With Chief Justice John G. Roberts, Jr., cautioning lower courts and lawyers not to read much into it, the Supreme Court on Monday turned aside an attempt to revive one of the nation’s strictest sets of voting restrictions, including a photo ID requirement. A federal appeals court had struck down the 2013 North Carolina state law, ruling that the state legislature passed it with the specific intent to discriminate against black voters.
The appeal had become mired in a dispute among state officials over who among state officials could speak for North Carolina on whether or not to continue to defend the law in court.

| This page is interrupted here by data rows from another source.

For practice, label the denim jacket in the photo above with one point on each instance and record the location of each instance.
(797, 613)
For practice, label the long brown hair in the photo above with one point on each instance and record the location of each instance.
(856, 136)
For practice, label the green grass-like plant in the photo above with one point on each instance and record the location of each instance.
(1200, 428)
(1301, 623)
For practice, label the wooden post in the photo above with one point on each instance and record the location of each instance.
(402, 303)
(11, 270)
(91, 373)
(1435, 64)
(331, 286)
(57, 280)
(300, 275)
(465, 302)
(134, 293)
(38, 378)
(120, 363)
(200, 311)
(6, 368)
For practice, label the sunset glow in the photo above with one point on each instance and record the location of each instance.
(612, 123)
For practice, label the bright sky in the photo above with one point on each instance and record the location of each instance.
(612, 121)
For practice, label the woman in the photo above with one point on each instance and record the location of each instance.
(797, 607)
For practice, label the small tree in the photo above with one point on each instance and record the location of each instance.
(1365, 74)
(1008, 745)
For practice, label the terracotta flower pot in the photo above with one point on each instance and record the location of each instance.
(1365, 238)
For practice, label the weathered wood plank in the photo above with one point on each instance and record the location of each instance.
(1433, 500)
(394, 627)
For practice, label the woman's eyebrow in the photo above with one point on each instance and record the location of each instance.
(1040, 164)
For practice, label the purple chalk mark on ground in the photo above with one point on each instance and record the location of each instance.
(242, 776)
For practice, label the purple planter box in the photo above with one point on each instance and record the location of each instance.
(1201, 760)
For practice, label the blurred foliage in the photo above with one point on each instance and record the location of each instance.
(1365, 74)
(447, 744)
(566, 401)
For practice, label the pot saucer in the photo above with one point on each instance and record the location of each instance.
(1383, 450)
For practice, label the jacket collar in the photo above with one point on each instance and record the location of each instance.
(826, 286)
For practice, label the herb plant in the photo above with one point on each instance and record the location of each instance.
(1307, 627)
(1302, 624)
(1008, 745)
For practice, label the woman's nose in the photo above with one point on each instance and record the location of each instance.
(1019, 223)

The Justices’ denial of review was not an endorsement of the ruling last summer by the U.S. Court of Appeals for the Fourth Circuit. The Chief Justice hinted strongly at the reasoning that led the court to act as it id, writing a separate opinion speaking only for himself.
He recounted in detail the dueling claims of state officials about whether the appeal should be kept alive or dismissed. And then Roberts finished by reminding all readers of the order that a simple denial of review by the Supreme Court “imports no expression of opinion [by the Justices] upon the merits of the case.”
Even so, the Fourth Circuit’s sweeping decision against one of the nation’s highest visibility vote restriction laws will remain on the books as a precedent, even without Supreme Court approval. And other courts ruling on cases involving claims of intentional race bias in new voting laws already have been relying on that precedent.
The Fourth Circuit had labeled the state law as “the most restrictive” such law “since the era or Jim Crow.”
Specifically, the nullified provisions include a photo ID requirement that eliminated the few kinds of IDs that black voters might have, two clauses that reduced or took away voting options heavily used by blacks – early voting before election day, including Sundays, and a right to register to vote on the same day of voting, a ban on counting votes that had been cast mistakenly in the wrong precinct, and a ban on pre-registration to vote before an individual reached voting age, 18.
Last summer, the Supreme Court had split 4-to-4 when Republican officials of the state sought to go ahead with enforcing the restrictions while they pursued their appeal to the Justices. (At the time, the court had only eight Justices, before the recent arrival of Justice Neil M. Gorsuch.)
The case had not yet been acted upon by the Justices when, after a new Democratic governor was elected last November, new state officials asked the court to dismiss the appeal filed by their predecessors. Ultimately, when acting on Monday to dispose of the case, the court did not dismiss it, but simply denied review of the appeal. There was no sign that any of the Justices had failed to participate in this action.
The appeal that has now been denied had sought to raise major issues under the Constitution and under the federal Voting Rights Act. Other cases raising those or similar issues are now working their way toward the court in lower court proceedings.